Warga menilai aktivitas penambangan mengancam lingkungan dan sumber mata air di desa mereka. Kekhawatiran itu muncul karena pengerukan batu gamping dianggap dapat memperparah kondisi alam di sekitar wilayah tempat tinggal mereka.
Seorang warga yang enggan disebut namanya mengatakan warga tidak ingin anak-anak mereka menanggung dampak dari kerusakan lingkungan dan hilangnya sumber air. Seruan penolakan itu menjadi salah satu penegasan sikap warga terhadap operasi tambang yang sudah berjalan.
Bentang alam dan air tanah ikut dikhawatirkan
Ketua Badan Permusyawaratan Desa Tegalrejo, Kasim Ahmad Syahid, menyebut tambang yang telah berjalan lebih dari dua bulan itu sudah mengubah bentang alam perbukitan di sekitar lokasi. Menurut dia, perubahan tersebut terlihat jelas meski aktivitas penambangan belum lama berlangsung.
“Ini murni gerakan bersama, menolak tambang yang menghancurkan alam dan kehidupan kami. Lihat saja baru dua bulan sudah berubah bentang perbukitannya. Padahal dulu adem ijo royo-royo,” tegas Kasim.
Kasim menambahkan, pengerukan dalam jangka panjang dikhawatirkan merusak aliran air bawah tanah. Dampaknya bisa berupa penurunan debit air hingga pencemaran mata air yang selama ini menjadi tumpuan warga.

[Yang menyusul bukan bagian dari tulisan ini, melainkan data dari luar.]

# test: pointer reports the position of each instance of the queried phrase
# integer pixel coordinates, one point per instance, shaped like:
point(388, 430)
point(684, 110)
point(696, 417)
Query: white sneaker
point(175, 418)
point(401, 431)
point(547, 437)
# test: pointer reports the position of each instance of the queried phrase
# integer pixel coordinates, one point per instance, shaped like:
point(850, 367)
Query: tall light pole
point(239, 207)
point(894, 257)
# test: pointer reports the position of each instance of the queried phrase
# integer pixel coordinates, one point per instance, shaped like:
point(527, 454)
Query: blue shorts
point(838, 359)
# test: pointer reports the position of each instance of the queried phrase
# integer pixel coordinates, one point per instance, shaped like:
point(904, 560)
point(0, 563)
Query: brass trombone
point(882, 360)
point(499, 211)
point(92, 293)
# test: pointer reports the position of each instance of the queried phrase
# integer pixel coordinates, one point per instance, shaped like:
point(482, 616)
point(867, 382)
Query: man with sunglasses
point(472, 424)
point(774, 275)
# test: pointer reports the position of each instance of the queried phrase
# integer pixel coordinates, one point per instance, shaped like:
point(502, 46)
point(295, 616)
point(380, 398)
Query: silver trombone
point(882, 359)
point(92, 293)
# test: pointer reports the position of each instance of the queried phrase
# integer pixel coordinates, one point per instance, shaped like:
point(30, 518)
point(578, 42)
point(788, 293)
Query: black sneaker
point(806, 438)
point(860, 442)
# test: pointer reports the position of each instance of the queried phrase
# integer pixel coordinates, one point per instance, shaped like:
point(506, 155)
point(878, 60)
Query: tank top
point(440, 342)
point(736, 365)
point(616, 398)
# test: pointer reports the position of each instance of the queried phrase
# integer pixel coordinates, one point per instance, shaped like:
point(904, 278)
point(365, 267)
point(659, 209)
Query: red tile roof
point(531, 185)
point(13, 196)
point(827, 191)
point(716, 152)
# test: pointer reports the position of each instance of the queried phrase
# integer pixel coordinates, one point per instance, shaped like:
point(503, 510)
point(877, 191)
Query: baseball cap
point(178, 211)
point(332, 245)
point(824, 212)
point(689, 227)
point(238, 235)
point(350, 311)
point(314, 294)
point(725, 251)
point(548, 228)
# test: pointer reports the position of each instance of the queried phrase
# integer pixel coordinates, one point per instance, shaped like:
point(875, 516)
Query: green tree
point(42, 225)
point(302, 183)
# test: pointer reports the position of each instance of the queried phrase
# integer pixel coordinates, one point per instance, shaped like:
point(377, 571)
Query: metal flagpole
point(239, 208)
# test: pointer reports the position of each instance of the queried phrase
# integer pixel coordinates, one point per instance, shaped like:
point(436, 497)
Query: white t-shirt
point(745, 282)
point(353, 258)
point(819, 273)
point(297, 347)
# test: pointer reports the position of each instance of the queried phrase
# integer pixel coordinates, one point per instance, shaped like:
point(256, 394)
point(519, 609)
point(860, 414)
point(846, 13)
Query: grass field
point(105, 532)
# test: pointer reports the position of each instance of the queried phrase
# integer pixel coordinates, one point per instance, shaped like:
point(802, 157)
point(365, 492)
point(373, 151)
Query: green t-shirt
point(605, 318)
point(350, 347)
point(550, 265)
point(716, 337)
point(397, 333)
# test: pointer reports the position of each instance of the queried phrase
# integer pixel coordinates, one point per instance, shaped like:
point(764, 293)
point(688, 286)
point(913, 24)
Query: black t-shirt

Selain soal air, debu dari aktivitas tambang juga dinilai berpotensi mengganggu kesehatan warga. Kasim mengatakan risiko itu tidak sejalan dengan harapan masyarakat yang ingin tetap hidup berdamai dengan alam.
Ia juga menegaskan selama ini tidak pernah ditemui aktivitas tambang resmi di Desa Tegalrejo. Tambahan kekhawatiran muncul karena sebagian besar wilayah disebut termasuk Kawasan Bentang Alam Karst atau KBAK yang dilindungi, sehingga penambangan batu gamping dinilai semakin sensitif dari sisi ekologis.
Dengan penolakan yang terus menguat, perhatian kini tertuju pada pembahasan DLHK Jateng bersama ESDM Jawa Tengah. Warga berharap persoalan ini tidak hanya berhenti pada keluhan, tetapi juga menghasilkan langkah yang menimbang keselamatan lingkungan dan sumber kehidupan desa.